Hi Everyone!
I am back from my vacation and ready to refocus on a healthy lifestyle (for me and you!) This was the first beach vacation I have taken in 4 years! In fact we haven’t actually had a vacation since before I was pregnant with my son. He will be two tomorrow.
Its mind boggling how quickly time passes. Over the past two years I have had a much harder time being consistent with my workouts, and generally making any time for my own self care. I had the impression that it would be easier. While it isn’t impossible, it certainly takes a whole new level of planning, commitment and organization.
On vacation it was much easier. We had no work schedules to work around. My husband was always available to take care of our son if I wanted to go to a yoga class, or go for a run. Suddenly our time wasn’t being pulled in a million directions. It was glorious.
Yet, a return to the scheduling of the real world was inevitable.

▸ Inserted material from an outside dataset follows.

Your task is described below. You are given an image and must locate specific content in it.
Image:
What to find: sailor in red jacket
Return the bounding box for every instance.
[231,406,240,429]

I watched the landscape change, water turning to land, tropics giving way to mountains and hills. It was beautiful and bittersweet. I took a moment to savor it, and reminded myself that comparisons kill joy. There are different types of beauty in the world. The beauty of tropical beaches, and the beauty of mountains and hills. Longing for what you don’t have doesn’t bring you joy. Sometimes we need to embrace what is different, and make plan, so we can live joyfully.
My plan is to focus on bringing some of the freedom of vacation back into our everyday life. To stop leaving some of the things I need to do for myself on the back burner for “if I have time to get to it today.” Flexibility is good, but so is structure, and a bit more life balance will do me good.
Time is our most valuable commodity. It is finite, we can not get back what we have used. All we can do is strive to use our time in ways that bring us, and those around us, joy. We can improve the quality of the time we have by keeping ourselves healthy in mind, body and spirit. We can fill ourselves with new experiences, and savor the familiar moments.
Cheers to moments both familiar and extraordinary. Let’s live our best, and healthiest lives.
❤️ Melissa
PS You can find me on Social Media: @BenderFitness and on Facebook: @MelissaBenderFitness and Jesse is on Instagram: @BenderCrosby1
For my non-fitness related posts, I am on Instagram as @Melissa_Bender_Life
PPS If you want to help support BenderFitness so we can stay free and sustainable, your donation is greatly appreciated: https://www.patreon.com/BenderFitness
*30-Seconds of Cardio Before Each Exercise*
1️⃣ Low Impact Burpee
2️⃣ Lunge to Hydrant-Right
3️⃣ Lunge to Hydrant-Left
4️⃣ Down Dog Cross Kick-Right
5️⃣ Down Dog Cross Kick-Left
6️⃣ Leg Drop Series
7️⃣ Reverse Plank Step Out
8️⃣ Angel Abs
9️⃣ Side Plank Foot Tap-Right
🔟 Side Plank Foot Tap-Left
Repeat 1-3X
For the photo tutorial of this workout click the original workout link below:
Side plank foot tap was the most challenging for me. I’m 9 weeks pregnant so this was my reprieve from the nausea lately. I loved the reverse plank kick out. Thank you Melissa!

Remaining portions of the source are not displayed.